A fosfoetanolamina ainda não é medicamento, infelizmente, um mero experimento cuja eficácia ainda não foi cientificamente confirmada.

terça-feira, 19 de abril de 2016

Atualizado em 18 de abril de 2016 14:45

A fosfoetanolamina, a tal pílula da "cura" do câncer, ganhou o centro de uma discussão que deveria, ao menos nesta fase, ser apenas cientifica e restrita ao interior dos laboratórios de pesquisa. No entanto, por uma precipitação do "seu criador" e dono da patente, o professor aposentado da USP de São Carlos Gilberto Chierice, vozes dissonantes a este universo foram incorporadas, como a dos advogados, juízes, jornalistas e parlamentares, todos eles pressionados por enfermos que acreditaram na promessa do medicamento, ou seja, a "cura" do câncer. Medicamento não, até agora, infelizmente, um mero experimento cuja eficácia ainda não foi cientificamente confirmada.

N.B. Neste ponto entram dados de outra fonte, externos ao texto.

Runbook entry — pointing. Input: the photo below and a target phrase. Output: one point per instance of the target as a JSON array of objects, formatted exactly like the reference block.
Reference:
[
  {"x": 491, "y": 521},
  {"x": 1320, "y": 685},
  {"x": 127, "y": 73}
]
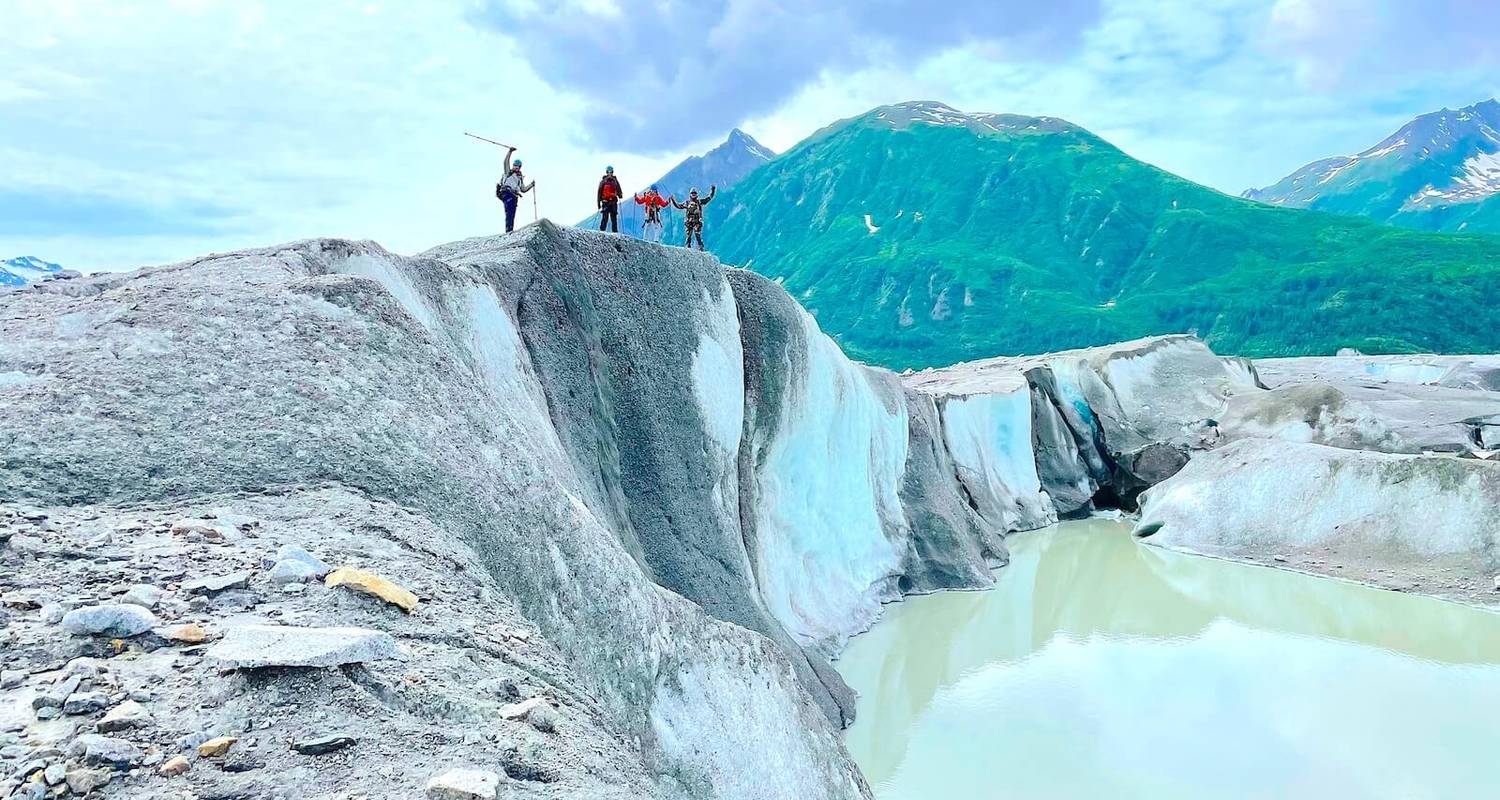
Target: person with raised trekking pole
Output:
[
  {"x": 510, "y": 188},
  {"x": 608, "y": 200},
  {"x": 693, "y": 215}
]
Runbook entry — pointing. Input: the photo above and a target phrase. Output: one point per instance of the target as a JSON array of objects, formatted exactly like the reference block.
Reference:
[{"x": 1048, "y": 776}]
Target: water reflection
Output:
[{"x": 1104, "y": 665}]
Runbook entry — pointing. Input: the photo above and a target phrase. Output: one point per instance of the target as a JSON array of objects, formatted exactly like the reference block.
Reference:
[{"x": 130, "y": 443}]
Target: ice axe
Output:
[{"x": 491, "y": 141}]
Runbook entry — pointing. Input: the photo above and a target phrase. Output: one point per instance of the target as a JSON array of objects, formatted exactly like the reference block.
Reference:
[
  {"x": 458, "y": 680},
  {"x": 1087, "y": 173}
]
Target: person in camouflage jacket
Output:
[{"x": 693, "y": 215}]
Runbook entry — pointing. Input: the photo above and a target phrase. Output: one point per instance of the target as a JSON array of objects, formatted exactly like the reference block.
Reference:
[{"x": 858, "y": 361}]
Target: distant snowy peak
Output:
[
  {"x": 930, "y": 113},
  {"x": 738, "y": 140},
  {"x": 723, "y": 165},
  {"x": 1443, "y": 158},
  {"x": 18, "y": 272}
]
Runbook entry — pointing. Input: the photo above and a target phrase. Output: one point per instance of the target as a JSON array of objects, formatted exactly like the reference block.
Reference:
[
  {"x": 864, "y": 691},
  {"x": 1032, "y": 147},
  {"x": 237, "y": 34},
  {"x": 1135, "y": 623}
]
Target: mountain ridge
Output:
[
  {"x": 921, "y": 236},
  {"x": 1439, "y": 171},
  {"x": 723, "y": 165}
]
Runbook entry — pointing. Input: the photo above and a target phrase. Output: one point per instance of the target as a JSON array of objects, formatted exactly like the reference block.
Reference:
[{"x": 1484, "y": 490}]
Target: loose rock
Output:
[
  {"x": 323, "y": 745},
  {"x": 143, "y": 595},
  {"x": 294, "y": 554},
  {"x": 57, "y": 694},
  {"x": 81, "y": 781},
  {"x": 123, "y": 716},
  {"x": 545, "y": 719},
  {"x": 372, "y": 584},
  {"x": 258, "y": 646},
  {"x": 519, "y": 710},
  {"x": 86, "y": 703},
  {"x": 174, "y": 766},
  {"x": 216, "y": 746},
  {"x": 465, "y": 784},
  {"x": 102, "y": 751},
  {"x": 122, "y": 620},
  {"x": 186, "y": 634},
  {"x": 293, "y": 572},
  {"x": 218, "y": 583}
]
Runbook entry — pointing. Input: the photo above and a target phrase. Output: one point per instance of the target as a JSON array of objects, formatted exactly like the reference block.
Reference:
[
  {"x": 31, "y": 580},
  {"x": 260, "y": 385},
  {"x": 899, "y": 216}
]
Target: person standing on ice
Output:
[
  {"x": 693, "y": 215},
  {"x": 510, "y": 188},
  {"x": 653, "y": 201},
  {"x": 608, "y": 200}
]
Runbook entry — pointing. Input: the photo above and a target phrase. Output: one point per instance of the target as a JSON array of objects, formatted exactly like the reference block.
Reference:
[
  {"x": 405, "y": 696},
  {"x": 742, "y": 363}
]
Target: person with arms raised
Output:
[
  {"x": 693, "y": 215},
  {"x": 653, "y": 201},
  {"x": 510, "y": 188}
]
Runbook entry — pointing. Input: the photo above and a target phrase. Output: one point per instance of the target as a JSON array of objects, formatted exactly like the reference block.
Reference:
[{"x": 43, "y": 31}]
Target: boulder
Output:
[
  {"x": 120, "y": 620},
  {"x": 465, "y": 784},
  {"x": 260, "y": 646}
]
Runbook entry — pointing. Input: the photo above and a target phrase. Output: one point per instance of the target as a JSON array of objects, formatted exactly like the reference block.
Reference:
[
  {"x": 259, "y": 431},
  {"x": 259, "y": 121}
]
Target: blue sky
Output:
[{"x": 150, "y": 132}]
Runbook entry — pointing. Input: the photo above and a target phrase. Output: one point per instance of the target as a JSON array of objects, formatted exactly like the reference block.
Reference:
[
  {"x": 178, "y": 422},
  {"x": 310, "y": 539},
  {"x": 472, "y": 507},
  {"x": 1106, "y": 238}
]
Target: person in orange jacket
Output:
[
  {"x": 653, "y": 201},
  {"x": 608, "y": 200}
]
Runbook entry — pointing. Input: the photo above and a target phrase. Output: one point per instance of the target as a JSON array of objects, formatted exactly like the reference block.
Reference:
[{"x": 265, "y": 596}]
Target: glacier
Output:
[{"x": 665, "y": 466}]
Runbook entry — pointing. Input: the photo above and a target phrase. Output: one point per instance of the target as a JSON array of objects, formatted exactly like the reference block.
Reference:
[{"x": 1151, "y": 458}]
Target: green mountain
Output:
[
  {"x": 1437, "y": 173},
  {"x": 920, "y": 236}
]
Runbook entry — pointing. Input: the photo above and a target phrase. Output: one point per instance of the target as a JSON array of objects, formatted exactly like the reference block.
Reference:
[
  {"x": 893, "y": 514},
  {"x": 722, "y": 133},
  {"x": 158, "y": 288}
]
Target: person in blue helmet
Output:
[
  {"x": 653, "y": 203},
  {"x": 510, "y": 188},
  {"x": 608, "y": 200}
]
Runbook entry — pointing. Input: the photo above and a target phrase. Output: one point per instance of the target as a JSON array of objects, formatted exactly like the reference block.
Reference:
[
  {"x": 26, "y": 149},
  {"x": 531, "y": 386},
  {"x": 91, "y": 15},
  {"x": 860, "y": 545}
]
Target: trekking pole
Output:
[{"x": 491, "y": 141}]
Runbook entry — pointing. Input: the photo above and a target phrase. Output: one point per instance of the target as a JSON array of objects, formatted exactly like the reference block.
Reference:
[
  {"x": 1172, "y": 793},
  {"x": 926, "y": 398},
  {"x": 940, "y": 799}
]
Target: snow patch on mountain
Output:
[
  {"x": 18, "y": 272},
  {"x": 1442, "y": 158}
]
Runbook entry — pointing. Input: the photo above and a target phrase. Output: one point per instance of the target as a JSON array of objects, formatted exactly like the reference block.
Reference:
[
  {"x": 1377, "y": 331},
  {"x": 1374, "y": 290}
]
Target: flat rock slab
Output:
[
  {"x": 464, "y": 785},
  {"x": 110, "y": 620},
  {"x": 261, "y": 646}
]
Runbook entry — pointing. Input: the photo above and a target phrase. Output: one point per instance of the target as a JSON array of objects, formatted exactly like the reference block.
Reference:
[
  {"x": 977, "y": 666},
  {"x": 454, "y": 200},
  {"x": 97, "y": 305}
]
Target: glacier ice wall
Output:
[
  {"x": 674, "y": 473},
  {"x": 825, "y": 446}
]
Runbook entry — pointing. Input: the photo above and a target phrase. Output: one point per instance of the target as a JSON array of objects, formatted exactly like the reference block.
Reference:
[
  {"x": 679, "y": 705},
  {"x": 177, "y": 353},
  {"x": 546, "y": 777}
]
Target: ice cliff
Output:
[{"x": 660, "y": 466}]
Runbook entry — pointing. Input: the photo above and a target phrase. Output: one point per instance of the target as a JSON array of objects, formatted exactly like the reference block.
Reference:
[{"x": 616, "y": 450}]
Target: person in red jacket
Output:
[
  {"x": 608, "y": 200},
  {"x": 653, "y": 201}
]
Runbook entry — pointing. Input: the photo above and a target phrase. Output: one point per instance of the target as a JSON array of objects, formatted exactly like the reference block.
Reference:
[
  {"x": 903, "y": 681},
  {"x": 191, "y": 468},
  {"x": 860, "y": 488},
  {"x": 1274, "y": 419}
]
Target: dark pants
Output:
[{"x": 510, "y": 209}]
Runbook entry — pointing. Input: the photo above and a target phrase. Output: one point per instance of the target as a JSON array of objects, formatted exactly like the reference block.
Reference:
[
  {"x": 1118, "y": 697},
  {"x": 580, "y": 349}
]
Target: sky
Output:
[{"x": 152, "y": 132}]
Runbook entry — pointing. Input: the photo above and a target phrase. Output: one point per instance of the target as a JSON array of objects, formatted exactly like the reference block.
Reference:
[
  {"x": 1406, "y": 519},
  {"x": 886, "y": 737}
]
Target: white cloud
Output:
[{"x": 162, "y": 131}]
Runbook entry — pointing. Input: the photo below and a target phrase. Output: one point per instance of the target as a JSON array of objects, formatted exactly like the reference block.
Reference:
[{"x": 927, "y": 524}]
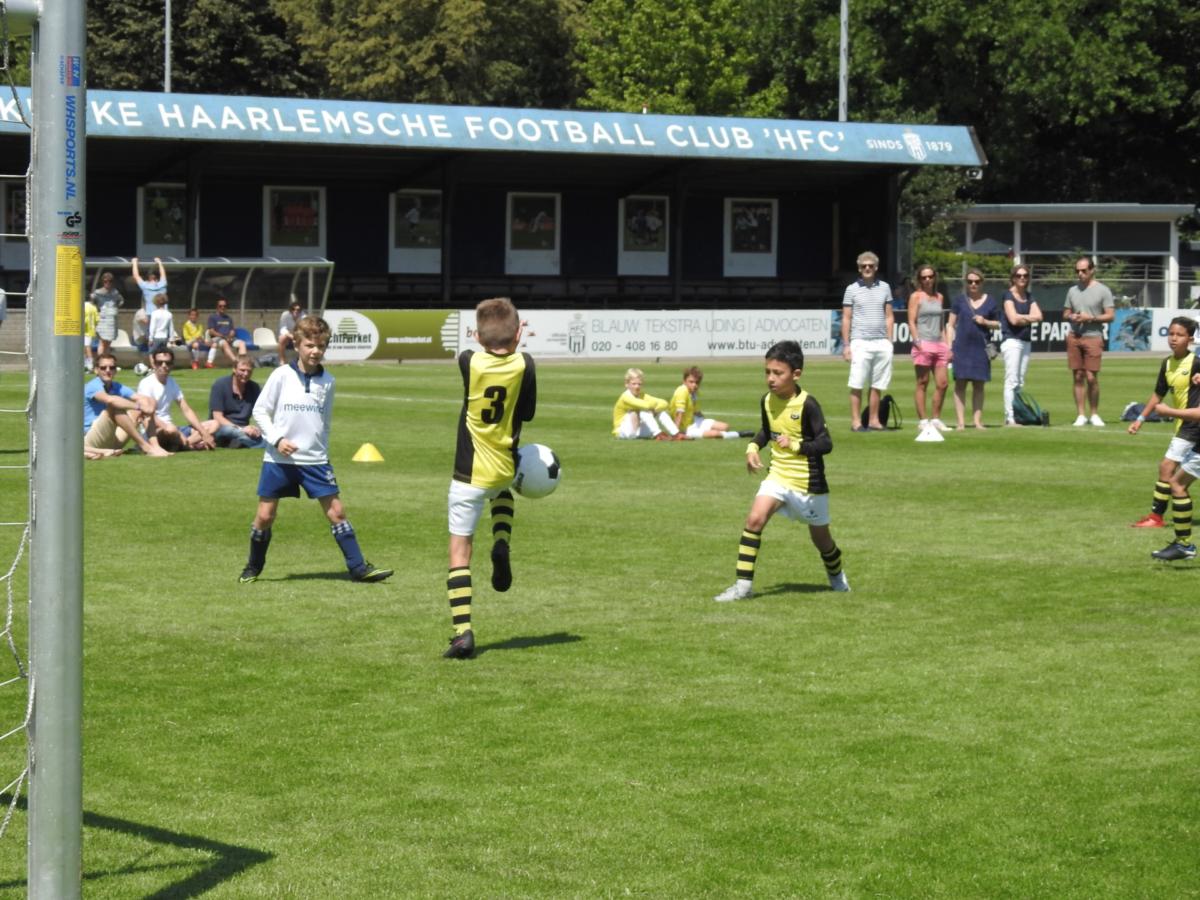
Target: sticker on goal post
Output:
[{"x": 69, "y": 292}]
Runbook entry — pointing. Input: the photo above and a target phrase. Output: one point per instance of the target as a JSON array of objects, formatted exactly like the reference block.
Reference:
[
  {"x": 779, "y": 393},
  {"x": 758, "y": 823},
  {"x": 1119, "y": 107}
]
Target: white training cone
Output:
[{"x": 930, "y": 435}]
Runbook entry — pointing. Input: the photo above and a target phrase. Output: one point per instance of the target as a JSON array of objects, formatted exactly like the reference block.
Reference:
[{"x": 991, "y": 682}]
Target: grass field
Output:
[{"x": 1007, "y": 705}]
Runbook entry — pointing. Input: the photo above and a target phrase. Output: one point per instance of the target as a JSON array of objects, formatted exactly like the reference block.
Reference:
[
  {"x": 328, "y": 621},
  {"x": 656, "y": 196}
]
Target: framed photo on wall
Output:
[
  {"x": 162, "y": 220},
  {"x": 643, "y": 235},
  {"x": 751, "y": 231},
  {"x": 533, "y": 234},
  {"x": 293, "y": 222},
  {"x": 414, "y": 241}
]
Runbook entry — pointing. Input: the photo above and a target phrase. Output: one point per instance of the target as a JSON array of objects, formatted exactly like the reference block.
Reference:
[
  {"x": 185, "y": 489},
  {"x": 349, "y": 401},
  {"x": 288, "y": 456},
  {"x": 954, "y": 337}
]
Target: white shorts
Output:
[
  {"x": 870, "y": 363},
  {"x": 1177, "y": 449},
  {"x": 466, "y": 507},
  {"x": 1191, "y": 462},
  {"x": 809, "y": 508}
]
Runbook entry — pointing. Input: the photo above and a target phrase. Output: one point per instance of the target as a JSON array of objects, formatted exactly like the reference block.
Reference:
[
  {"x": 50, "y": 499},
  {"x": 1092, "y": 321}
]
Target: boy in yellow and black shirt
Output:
[
  {"x": 499, "y": 394},
  {"x": 793, "y": 425},
  {"x": 1170, "y": 391}
]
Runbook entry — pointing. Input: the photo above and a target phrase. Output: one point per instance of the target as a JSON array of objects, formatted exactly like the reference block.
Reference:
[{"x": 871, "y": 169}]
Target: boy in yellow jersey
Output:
[
  {"x": 499, "y": 394},
  {"x": 1171, "y": 390},
  {"x": 793, "y": 425},
  {"x": 640, "y": 415},
  {"x": 688, "y": 418}
]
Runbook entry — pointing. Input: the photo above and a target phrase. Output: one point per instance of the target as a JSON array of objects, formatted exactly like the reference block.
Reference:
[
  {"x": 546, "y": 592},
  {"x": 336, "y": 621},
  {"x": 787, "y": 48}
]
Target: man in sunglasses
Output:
[
  {"x": 160, "y": 387},
  {"x": 1087, "y": 309},
  {"x": 113, "y": 415}
]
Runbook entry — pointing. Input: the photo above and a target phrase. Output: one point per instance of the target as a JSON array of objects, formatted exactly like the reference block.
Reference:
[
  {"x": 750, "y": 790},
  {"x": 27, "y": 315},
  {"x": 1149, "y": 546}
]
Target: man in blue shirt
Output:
[
  {"x": 232, "y": 405},
  {"x": 113, "y": 413}
]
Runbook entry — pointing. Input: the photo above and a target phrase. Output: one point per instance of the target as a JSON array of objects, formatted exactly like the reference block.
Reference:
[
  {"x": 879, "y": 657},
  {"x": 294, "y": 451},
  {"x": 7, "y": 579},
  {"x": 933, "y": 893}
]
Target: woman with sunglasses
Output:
[
  {"x": 1020, "y": 312},
  {"x": 930, "y": 349},
  {"x": 972, "y": 318}
]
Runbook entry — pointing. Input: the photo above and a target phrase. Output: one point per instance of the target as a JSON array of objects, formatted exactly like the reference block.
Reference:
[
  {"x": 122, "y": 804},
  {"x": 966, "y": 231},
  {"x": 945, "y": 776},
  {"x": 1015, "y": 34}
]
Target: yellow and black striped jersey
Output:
[
  {"x": 684, "y": 401},
  {"x": 628, "y": 403},
  {"x": 499, "y": 394},
  {"x": 802, "y": 465},
  {"x": 1174, "y": 385}
]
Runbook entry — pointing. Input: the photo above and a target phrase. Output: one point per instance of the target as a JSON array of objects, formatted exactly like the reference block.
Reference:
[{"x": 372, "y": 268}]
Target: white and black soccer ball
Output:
[{"x": 538, "y": 472}]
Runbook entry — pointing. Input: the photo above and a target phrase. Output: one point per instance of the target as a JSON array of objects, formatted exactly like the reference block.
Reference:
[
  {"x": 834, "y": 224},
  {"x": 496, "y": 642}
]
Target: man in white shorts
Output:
[{"x": 867, "y": 331}]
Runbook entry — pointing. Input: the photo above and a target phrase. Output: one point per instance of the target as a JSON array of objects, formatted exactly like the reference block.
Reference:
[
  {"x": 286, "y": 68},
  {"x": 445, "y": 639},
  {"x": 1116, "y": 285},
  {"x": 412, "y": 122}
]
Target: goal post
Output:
[{"x": 58, "y": 222}]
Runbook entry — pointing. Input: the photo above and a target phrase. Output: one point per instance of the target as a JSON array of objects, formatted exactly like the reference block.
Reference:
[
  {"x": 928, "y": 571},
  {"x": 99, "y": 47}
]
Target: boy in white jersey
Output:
[
  {"x": 294, "y": 413},
  {"x": 793, "y": 425}
]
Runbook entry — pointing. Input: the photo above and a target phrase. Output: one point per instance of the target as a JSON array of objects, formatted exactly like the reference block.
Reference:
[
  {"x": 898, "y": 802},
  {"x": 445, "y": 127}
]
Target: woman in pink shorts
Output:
[{"x": 930, "y": 349}]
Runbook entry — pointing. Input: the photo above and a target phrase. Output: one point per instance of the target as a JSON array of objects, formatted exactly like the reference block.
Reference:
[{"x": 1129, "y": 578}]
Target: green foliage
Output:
[
  {"x": 685, "y": 58},
  {"x": 474, "y": 52}
]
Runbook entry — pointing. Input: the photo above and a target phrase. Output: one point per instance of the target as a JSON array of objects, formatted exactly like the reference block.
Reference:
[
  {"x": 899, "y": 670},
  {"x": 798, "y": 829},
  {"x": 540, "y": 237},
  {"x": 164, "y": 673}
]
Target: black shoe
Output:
[
  {"x": 369, "y": 573},
  {"x": 1175, "y": 551},
  {"x": 502, "y": 573},
  {"x": 461, "y": 646}
]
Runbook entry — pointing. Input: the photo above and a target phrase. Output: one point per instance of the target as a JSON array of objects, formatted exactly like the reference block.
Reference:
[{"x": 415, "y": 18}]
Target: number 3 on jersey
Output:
[{"x": 495, "y": 413}]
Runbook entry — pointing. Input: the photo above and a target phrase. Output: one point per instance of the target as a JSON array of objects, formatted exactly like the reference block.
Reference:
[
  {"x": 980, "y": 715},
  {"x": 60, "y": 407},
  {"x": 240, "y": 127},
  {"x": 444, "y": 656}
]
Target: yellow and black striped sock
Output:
[
  {"x": 832, "y": 558},
  {"x": 459, "y": 591},
  {"x": 748, "y": 553},
  {"x": 1181, "y": 514},
  {"x": 1162, "y": 498},
  {"x": 502, "y": 516}
]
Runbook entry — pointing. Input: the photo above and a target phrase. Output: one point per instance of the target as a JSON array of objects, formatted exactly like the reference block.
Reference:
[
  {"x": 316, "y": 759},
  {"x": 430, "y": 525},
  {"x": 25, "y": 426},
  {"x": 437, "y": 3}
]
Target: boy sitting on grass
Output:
[
  {"x": 640, "y": 415},
  {"x": 295, "y": 412},
  {"x": 499, "y": 393},
  {"x": 688, "y": 418},
  {"x": 793, "y": 425}
]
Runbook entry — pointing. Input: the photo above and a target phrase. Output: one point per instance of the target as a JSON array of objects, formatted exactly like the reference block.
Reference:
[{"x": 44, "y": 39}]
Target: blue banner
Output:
[{"x": 195, "y": 117}]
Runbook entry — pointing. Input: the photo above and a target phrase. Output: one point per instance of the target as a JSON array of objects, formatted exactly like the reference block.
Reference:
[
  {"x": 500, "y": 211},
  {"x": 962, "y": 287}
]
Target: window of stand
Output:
[
  {"x": 534, "y": 234},
  {"x": 293, "y": 222},
  {"x": 751, "y": 232},
  {"x": 414, "y": 233},
  {"x": 162, "y": 220},
  {"x": 643, "y": 235}
]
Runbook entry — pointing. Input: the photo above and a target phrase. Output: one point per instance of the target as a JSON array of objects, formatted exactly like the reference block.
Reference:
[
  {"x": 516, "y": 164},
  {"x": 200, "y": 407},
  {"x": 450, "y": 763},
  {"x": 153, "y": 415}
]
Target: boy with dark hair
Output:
[
  {"x": 499, "y": 394},
  {"x": 793, "y": 425},
  {"x": 295, "y": 412},
  {"x": 1174, "y": 385},
  {"x": 685, "y": 408}
]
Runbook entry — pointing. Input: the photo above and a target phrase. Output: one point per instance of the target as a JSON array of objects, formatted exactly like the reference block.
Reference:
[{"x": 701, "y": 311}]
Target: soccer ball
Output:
[{"x": 538, "y": 472}]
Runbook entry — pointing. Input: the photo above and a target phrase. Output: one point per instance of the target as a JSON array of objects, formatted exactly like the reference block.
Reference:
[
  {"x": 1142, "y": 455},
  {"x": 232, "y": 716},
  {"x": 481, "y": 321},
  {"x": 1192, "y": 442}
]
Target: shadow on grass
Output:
[
  {"x": 793, "y": 588},
  {"x": 521, "y": 643},
  {"x": 227, "y": 859}
]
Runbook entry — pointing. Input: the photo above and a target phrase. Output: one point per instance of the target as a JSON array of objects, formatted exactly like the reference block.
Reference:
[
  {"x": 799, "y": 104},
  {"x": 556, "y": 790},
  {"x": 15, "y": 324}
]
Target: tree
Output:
[{"x": 477, "y": 52}]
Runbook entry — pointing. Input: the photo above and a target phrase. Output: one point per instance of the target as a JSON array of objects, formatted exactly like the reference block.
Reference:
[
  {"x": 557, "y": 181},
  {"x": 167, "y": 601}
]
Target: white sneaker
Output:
[{"x": 739, "y": 591}]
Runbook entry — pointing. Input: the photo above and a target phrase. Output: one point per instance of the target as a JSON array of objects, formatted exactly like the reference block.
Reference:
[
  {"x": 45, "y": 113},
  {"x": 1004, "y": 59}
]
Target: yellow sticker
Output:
[{"x": 69, "y": 292}]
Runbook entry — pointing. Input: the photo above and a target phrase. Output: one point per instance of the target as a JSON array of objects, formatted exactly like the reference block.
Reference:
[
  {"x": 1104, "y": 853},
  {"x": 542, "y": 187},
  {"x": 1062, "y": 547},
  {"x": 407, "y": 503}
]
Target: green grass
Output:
[{"x": 1007, "y": 705}]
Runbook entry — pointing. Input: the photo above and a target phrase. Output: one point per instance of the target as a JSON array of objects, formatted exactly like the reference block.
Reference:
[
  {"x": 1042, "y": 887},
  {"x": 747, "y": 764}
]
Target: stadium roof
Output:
[{"x": 361, "y": 124}]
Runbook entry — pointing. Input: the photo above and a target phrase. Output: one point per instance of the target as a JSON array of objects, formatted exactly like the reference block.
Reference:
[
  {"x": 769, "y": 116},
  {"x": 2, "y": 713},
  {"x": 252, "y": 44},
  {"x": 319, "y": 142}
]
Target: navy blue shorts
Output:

Para entender melhor este processo, faz-se necessário um ligeiro recuo no tempo, até 1990, quando a droga começou a ser fabricada no laboratório da Universidade de São Carlos e inadvertidamente distribuída aos pacientes, o que aconteceu até 2014, ano da aposentadoria do professor Chierice. A partir de então, começaram os protestos de pacientes e familiares na imprensa, ações de advogados, decisões judiciais que ainda pipocam aqui, ali e acolá, e até da Comissão Parlamentar de Assuntos Sociais do Senado, todos obrigando o laboratório a seguir com a sua produção e distribuição. Estas decisões, movidas pela emoção, não consideram o caráter científico da situação, que exige de qualquer experimento, logicamente que visando a segurança do consumo humano, a realização de inúmeros testes aos quais a tal "pílula do câncer" não foi submetida. Um absurdo!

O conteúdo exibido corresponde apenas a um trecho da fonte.